Mission Statement

Our mission is to provide primary health care of an excellent professional standard to wildlife and domestic animals belonging to impoverished rural communities and animal welfare shelters where regular veterinary services are not available, to assist in research projects and in the rehabilitation and re-introduction of wild animals to their natural habitat and to help promote an harmonious co-existence between rural animal owners, their pets and wildlife through sterilization, vaccination and education programs.

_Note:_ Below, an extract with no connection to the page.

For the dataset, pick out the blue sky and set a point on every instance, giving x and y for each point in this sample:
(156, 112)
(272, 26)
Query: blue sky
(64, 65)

631 It has become generally accepted that domestic animals are implicated in the spread of serious contagious diseases to several wild animal species including lions and wild dogs, adding to the problems faced by the already-threatened species. It has been recognized that by curbing the overpopulation of dogs by sterilization campaigns and vaccinating these dogs against certain infectious diseases, the spread of these diseases and other problems associated with stray dogs can be greatly reduced. These campaigns are only successful when intensively applied. Vets on Wheels has the experience and ability to provide this service.

Our strategy is to identify problem areas, such as the villages along the northern border of the Okavango Delta, then to approach local leaders to introduce ourselves, explain our concept and offer our services. We employ one or two local inhabitants to assist us with animal handling, communication with other residents, and to ‘tout’ for business. In our experience there is generally a good response once we have the headman’s blessing. We stay in the village and set up theatre in public places as long as there is a demand. Our choice of lifestyle suits this job very well – spending long periods away from large towns, living in the ‘bush’, enables us to concentrate our efforts in one small area for maximum and optimum impact before moving on to the next target area. Our experience has honed our skills and organizing ability, and our pricing is competitive.

At present our work is reliant on funding from the public, either directly or indirectly via concerned organizations. Local animal welfare organizations are unable to provide the intensive service on their own, neither with the help of scarce local veterinarians, which would be necessary to have a realistic impact. In some instances we work through local welfare societies who do a lot of the organizing and fundraising.

641 VOW operates as a non-profit organisation. All workers are paid according to the number of animals sterilized. In this way costs are kept to a minimum. Expenditure is thus largely dependent on numbers sterilized. Welfare organizations are billed by VOW according to numbers sterilized. Charges are made up from the cost price of drugs and vaccines, cost price of equipment used, wages (a fixed price per animal) and a small extra amount to cover the price of fuel and other running expenses. Any surplus funds are used to treat sick animals.

We hope with time government will become more involved, recognizing the proportionately large return for a relatively small investment and becoming aware of the connection between the well-being of the wildlife population and sympatric domestic animals with which they come in direct or indirect contact. With the increasing recognition of ecotourism as a major source of foreign currency in Southern Africa and elsewhere in the world, the well-being and conservation of the indigenous wildlife population should become more important to the authorities than before.